In previous years, Guillermo del Toro's 'Nightmare Alley' could have been a contender.

It may be a Best Picture Oscar nominee this year but its hopes of taking the top prize are faint, at best.

Why is that so?

'Nightmare Alley' is arguably the most stylish of the ten nominees.

It boasts an accomplished cast who turn in terrific performances.


But in a year when 'The Power of the Dog' and 'CODA' - and to some extent 'Belfast'  - have grabbed all the attention, it hasn't really figured as an awards season frontrunner.

Maybe Hollywood feels with 'The Shape of Water's Best Picture Oscar win in 2018, del Toro has had his time in the sun.

Adapted for the big screen by the Mexican director and Kim Morgan from William Lindsey Gresham's 1946 novel of the same name, 'Nightmare Alley' is a neo-noir tale of confidence tricksters in a travelling carnival.

Set in 1939, a perfectly cast Bradley Cooper plays Stan Carlisle, a drifter who observes a gruesome show at carnival in which a wild man eats a live chicken.


Rooney Mara's performer Molly Cahill also catches his eye and after wandering offstage, he manages to secure work from Willem Dafoe's owner Clem Hoatley at the carnival.

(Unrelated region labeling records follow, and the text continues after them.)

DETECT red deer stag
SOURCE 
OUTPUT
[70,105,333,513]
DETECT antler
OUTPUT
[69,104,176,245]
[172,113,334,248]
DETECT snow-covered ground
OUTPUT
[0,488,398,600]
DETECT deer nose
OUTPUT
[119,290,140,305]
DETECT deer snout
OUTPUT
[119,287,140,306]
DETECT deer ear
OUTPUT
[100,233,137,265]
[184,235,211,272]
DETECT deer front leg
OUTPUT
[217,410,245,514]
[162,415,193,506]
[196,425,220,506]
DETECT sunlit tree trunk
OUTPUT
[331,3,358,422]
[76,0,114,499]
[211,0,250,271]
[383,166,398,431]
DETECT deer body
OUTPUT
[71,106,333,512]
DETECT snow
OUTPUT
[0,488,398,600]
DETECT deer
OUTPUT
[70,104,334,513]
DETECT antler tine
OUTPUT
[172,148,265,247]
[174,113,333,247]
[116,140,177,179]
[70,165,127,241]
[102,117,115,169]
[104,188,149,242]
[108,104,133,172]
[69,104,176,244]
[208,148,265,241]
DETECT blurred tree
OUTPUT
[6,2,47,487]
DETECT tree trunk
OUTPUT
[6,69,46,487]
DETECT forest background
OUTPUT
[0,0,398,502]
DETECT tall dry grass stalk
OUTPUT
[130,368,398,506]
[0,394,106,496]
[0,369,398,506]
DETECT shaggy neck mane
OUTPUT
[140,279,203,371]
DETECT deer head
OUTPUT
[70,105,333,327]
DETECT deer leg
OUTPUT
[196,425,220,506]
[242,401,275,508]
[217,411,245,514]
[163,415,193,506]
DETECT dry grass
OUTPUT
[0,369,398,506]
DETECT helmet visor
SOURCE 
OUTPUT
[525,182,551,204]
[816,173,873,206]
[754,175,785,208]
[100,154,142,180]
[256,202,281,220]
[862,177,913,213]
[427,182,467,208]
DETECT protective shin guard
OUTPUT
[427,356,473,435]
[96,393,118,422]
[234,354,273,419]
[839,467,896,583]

He starts assisting Toni Collette's Madame Zeena who purports to be a clairvoyant and her alcoholic husband, David Strathairn's Pete.

It's a confidence trick, of course and Zeena is also only too eager to take on Stan as she is immediately attracted to him.

As Pete struggles to keep sober, Stan absorbs all the tricks of their trade, including the coded language they have devised to help work out their audience.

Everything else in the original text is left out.